I catch the last of them—one pale, thin spark barely strong enough to hold its shape. It’s a greyish-white I haven’t seen before, too dim to be a laugh or a memory. It feels like loneliness. A half-born spark that didn't believe in itself. I crouch and hold the jar open for it.
“It’s all right,” I tell it softly. “You don’t have to shine to stay.”
When it enters the jar, the others swirl around it protectively. The jar stops shaking and settles into my hands, heavier than before.
“Joy.”
I turn. The Ringmaster stands near the edge of the tent, his top hat crooked, looking tired in a way the audience never sees.
“The afterglow was generous tonight,” he says, nodding to the jar.
“It was soft,” I answer. “Mostly laughter. One weak one.”
He steps closer, his gloved hand brushing my shoulder in a fatherly ghost of a touch. “The world forgets how to glow, darling. That’s why we’re here.” He studies me, his eyes sharp behind a kind smile. “You feel colder.”
I tighten my grip on the glass. “I’m fine.”
Lying to him is easy. Lying to myself is harder. He asks me what I keep for myself in return for what I give the crowd, and my throat closes. He already knows the answer.
I return to the dressing tent and drape a shawl over the crate. The gold glow seeps through the fabric anyway. Sometimes, when the tents sigh, I think I feel a spark brush my ribs from the inside. But it always dies before it forms.
I touch the jar one last time. “Goodnight,” I whisper to the light that isn’t mine.
The afterglow dims. The circus sleeps. And I stay exactly the same.
Chapter 3
The Wonderhouse Grounds
Morning always startsthe same way in Wonderhouse.
Before the crowds arrive, before the lanterns warm, before the Ringmaster’s voice threads through the air like ribbon, the circus breathes in. A slow inhale. A hush. A moment where everything is both awake and dreaming.
I step out of the dressing tent with bare feet and sleep-stuck hair, the greasepaint scrubbed from my skin but still ghosting my pores. The air is cool enough to bite a little. Dew coats the ropes and tent seams like silver stitching. My ordinary, brown face feels raw and exposed without its white mask. I carry the empty glass jar in the crook of my arm, the black ribbon trailing like a dead thing. The Joys I caught last night have already been fed into the circus—poured into the lanterns, the carousel and the very ropes that hold the tents together.
The midway is a skeleton of what it will be tonight.

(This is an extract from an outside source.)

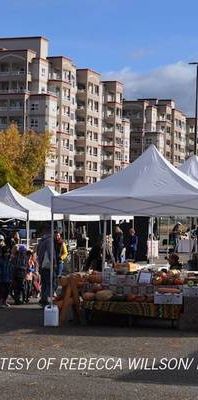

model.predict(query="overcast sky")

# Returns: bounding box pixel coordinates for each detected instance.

The scent of caramel and popcorn is faint, replaced by the damp smell of dew on canvas and the sharp, animal musk from the stables. The sun is a pale, watery disc that provides no real warmth, but it makes the guy-wires glitter like cold diamonds.

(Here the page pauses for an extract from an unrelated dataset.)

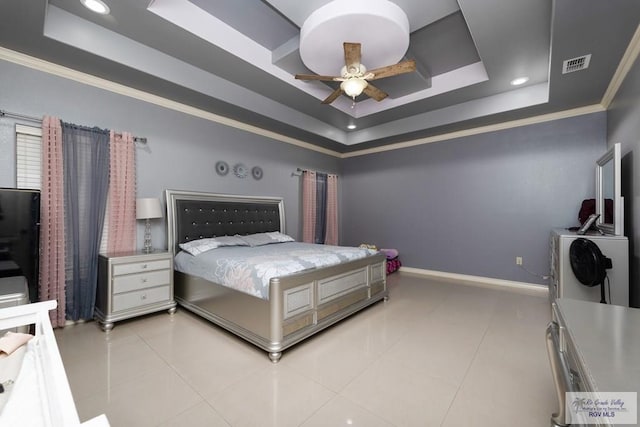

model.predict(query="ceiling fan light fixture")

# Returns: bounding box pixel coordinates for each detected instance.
[340,78,369,98]
[80,0,111,15]
[511,76,529,86]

I walk toward the mess tent, my toes curling into the cold, damp earth. A few other performers move through the mist like ghosts. The fire-breather is polishing his brass torches, his movements mechanical and joyless. The knife-thrower sharpens her blades, theshink-shinkof metal on stone a rhythmic pulse in the quiet morning. No one speaks to me. They know I am the vessel, and vessels are best left alone until they are needed.

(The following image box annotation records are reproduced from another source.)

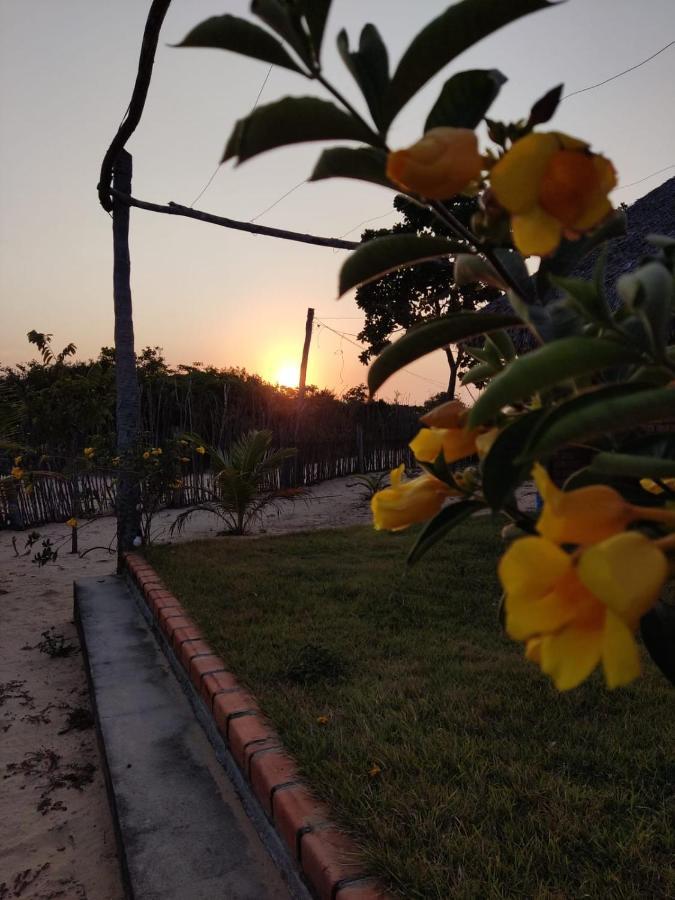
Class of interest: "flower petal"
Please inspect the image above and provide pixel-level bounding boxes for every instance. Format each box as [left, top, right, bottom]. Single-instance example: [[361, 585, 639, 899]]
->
[[511, 206, 562, 256], [490, 134, 560, 214], [577, 531, 668, 629], [602, 611, 640, 688], [498, 537, 585, 640], [408, 428, 445, 462], [541, 618, 603, 691]]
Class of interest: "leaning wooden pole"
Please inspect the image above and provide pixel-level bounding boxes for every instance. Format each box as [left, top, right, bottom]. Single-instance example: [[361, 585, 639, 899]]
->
[[298, 306, 314, 400], [112, 150, 141, 568]]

As I pass the main tent, I see the Ringmaster. He stands by the entrance, his tall frame silhouetted against the faded red and gold stripes. He isn't wearing his top hat yet, and his hair is silver and wild in the morning light. He is looking up at the banner—WONDERHOUSE CIRCUS — ONE NIGHT ONLY, FOREVER—with an expression that looks like hunger.
He turns as I approach. His eyes are sharp, even this early.
"Good morning, Joy," he says, his voice a low vibration that resonates in the quiet.
"Good morning," I whisper. My voice feels rusty, unused.
"The circus felt strong last night," he says, stepping toward me. He reaches out and touches the glass jar, his fingers lingering on the cold surface. "You fed it well."
"It was a good crowd," I say, looking at my feet.
"We need more of that," he murmurs, more to himself than to me. "The world is getting darker, Joy. The lights need to burn brighter."
He looks at me then; a long, searching gaze that makes me feel like he can see the hollow place inside my chest. Then he nods and walks away toward the stables, his boots leaving dark prints in the dew-soaked grass.
I continue toward the mess tent, the jar feeling heavier than it should. The morning air is cold, but as I walk, I think I feel a faint, phantom warmth against my ribs—the memory of the grey spark from last night. It shouldn't be there. I gave it away.